The basic logic was easy to understand. More importantly, if a bug was detected in the controller, most likely we would be able to fix it ourselves.
Strategy 2: Perform load testing
Before starting to build our cluster, we conducted load testing. We were not bothered by the number of nodes that the Kubernetes cluster could handle (planned to deploy about 20 nodes), it was important to make sure that Kubernetes was able to withstand as many tasks as we needed (about 20 per minute).
We conducted a test on a three-cluster cluster, where 1000 cron jobs were created, each of which was run once a minute. All tasks just ran bash -c 'echo hello world'. We chose simple tasks because we wanted to test the possibilities of planning and orchestrating the cluster, and not its total computing power.
The test cluster could not handle 1000 tasks per minute. We found out that each node runs a maximum of one per second, and the cluster could easily run 200 tasks per minute. Considering that we need about 50 tasks per minute, it was decided that such a restriction did not block us (and, if necessary, we could solve them later). Forward!

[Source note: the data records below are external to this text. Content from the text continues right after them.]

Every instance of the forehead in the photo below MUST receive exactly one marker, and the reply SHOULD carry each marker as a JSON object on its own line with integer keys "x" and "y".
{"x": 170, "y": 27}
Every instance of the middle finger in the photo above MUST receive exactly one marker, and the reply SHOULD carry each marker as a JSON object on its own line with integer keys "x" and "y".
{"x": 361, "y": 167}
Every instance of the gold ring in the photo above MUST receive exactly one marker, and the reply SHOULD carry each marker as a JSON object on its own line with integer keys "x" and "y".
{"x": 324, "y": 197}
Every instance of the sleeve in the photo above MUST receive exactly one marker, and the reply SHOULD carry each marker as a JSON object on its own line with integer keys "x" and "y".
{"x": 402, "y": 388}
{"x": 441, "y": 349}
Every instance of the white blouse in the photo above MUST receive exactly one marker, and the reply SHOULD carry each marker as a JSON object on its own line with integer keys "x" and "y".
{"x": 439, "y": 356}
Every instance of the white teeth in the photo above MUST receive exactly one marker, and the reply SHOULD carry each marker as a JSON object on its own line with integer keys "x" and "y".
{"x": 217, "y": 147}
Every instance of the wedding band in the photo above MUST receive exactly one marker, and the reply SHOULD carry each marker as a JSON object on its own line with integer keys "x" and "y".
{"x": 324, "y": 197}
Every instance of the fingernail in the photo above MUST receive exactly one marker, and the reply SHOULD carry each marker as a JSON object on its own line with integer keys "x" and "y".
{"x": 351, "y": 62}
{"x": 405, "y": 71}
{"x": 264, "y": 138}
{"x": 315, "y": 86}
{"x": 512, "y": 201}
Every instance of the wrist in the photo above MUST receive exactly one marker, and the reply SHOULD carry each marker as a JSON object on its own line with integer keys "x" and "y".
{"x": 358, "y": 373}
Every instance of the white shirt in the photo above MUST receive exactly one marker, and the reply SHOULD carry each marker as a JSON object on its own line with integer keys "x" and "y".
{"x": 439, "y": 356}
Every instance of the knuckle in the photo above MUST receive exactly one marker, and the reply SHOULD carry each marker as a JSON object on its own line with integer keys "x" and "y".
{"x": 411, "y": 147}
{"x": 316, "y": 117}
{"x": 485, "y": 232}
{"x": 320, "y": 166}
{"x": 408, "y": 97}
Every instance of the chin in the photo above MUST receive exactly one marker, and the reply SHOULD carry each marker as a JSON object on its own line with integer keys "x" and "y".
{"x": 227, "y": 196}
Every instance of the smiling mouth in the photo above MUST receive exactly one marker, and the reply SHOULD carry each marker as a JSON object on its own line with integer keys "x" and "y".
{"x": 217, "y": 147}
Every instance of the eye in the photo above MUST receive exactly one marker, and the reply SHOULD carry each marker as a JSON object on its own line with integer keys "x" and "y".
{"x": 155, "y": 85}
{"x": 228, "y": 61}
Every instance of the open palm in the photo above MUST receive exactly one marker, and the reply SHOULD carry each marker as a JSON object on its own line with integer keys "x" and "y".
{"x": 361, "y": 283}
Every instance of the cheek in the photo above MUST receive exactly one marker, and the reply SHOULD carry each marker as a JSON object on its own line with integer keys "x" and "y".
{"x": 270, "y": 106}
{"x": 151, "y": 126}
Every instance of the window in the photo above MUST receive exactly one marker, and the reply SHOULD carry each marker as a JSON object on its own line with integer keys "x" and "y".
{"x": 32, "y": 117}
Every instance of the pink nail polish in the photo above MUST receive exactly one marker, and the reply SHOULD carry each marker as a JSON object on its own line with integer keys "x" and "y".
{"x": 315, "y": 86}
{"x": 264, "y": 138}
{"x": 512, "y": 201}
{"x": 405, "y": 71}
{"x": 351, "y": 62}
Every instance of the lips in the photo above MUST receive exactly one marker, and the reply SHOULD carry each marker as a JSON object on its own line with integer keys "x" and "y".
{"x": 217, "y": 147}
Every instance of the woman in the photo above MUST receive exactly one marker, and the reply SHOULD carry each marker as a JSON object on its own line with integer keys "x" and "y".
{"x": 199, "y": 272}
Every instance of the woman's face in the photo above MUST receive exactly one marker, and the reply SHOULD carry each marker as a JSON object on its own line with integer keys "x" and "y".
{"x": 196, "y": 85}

Strategy 3: Prioritize the creation and testing of a fail-safe etcd cluster
When setting up Kubernetes, it is very important to run etcd correctly. Etcd is the heart of your Kubernetes cluster, this is where all the data about it is stored. Everything except etcd has no states. If etcd is not running, you cannot make changes to your Kubernetes cluster (although existing services will continue to work!).

When starting it is worth keeping in mind two important points:
- Set up replication so that your cluster does not die if the node is lost. We now have three copies of etcd;
- Make sure you have sufficient I / O bandwidth. In our version of etcd, there was a problem that one node with a high fsync delay could have caused a long choice of a leader, turning into a cluster inaccessibility. We fixed this by making sure that the I / O bandwidth of our nodes is higher than the number of records made by etcd.

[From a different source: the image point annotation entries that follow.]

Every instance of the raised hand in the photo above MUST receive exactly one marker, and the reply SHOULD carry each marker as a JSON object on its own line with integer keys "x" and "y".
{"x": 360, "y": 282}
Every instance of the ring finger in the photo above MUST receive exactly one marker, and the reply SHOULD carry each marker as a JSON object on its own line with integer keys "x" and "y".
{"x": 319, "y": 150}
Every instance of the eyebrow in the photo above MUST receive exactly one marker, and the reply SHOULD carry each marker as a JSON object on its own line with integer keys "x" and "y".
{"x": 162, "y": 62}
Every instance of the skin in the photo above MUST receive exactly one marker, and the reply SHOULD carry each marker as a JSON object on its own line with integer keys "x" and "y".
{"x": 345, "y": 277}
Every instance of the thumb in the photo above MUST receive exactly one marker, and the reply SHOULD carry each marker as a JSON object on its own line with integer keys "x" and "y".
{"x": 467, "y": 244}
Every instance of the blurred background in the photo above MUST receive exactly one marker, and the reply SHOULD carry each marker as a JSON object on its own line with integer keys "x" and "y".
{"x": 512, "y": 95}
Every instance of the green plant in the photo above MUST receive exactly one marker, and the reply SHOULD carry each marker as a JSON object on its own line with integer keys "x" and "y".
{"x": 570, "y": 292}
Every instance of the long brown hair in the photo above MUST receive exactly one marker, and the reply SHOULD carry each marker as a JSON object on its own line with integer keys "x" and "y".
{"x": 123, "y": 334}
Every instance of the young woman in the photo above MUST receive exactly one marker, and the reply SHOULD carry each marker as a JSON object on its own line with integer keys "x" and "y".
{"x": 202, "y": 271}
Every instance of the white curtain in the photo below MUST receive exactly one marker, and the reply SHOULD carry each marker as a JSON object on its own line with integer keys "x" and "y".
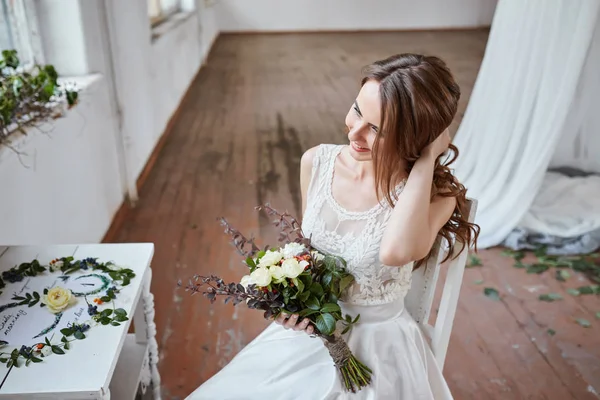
{"x": 522, "y": 100}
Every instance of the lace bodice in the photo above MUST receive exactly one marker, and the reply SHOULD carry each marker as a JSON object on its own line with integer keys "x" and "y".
{"x": 354, "y": 236}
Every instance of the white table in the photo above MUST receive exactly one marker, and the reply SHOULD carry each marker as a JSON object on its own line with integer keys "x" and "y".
{"x": 109, "y": 362}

Setting up replication is not a made-and-forget task. We carefully tested that if the etcd node is lost, the cluster is still elegantly restored.
Here are some of the tasks we performed to set up the etcd cluster:
- Replication setup;
- Check availability of the etcd cluster (if etcd has dropped, we should immediately be aware of this);
- Writing simple tools to easily create new etcd nodes and add them to the cluster;
- Adding etcd Consul integration so that you can run more than one etsd cluster in our production environment;
- Testing recovery from backup etcd;
- Testing the ability to rebuild the cluster completely without downtime.
We are very pleased to have tested early. One Friday morning, in our production cluster, one of the etcd nodes stopped pinging. We received a warning about this, destroyed the node, raised a new one, added it to the cluster and all this time Kubernetes continued to work without interruption. Amazing.
Strategy 4: Gradually move tasks to Kubernetes
One of our main goals was to move tasks to Kubernetes without causing disruptions. The secret of a successful production transfer is not in an error-free process (this is impossible), but in designing the process in such a way as to reduce the harm from mistakes.
We were happy owners of a wide variety of tasks that require migration to a new cluster, so among them were those with a low level of influence - a couple of mistakes in their transfer were acceptable.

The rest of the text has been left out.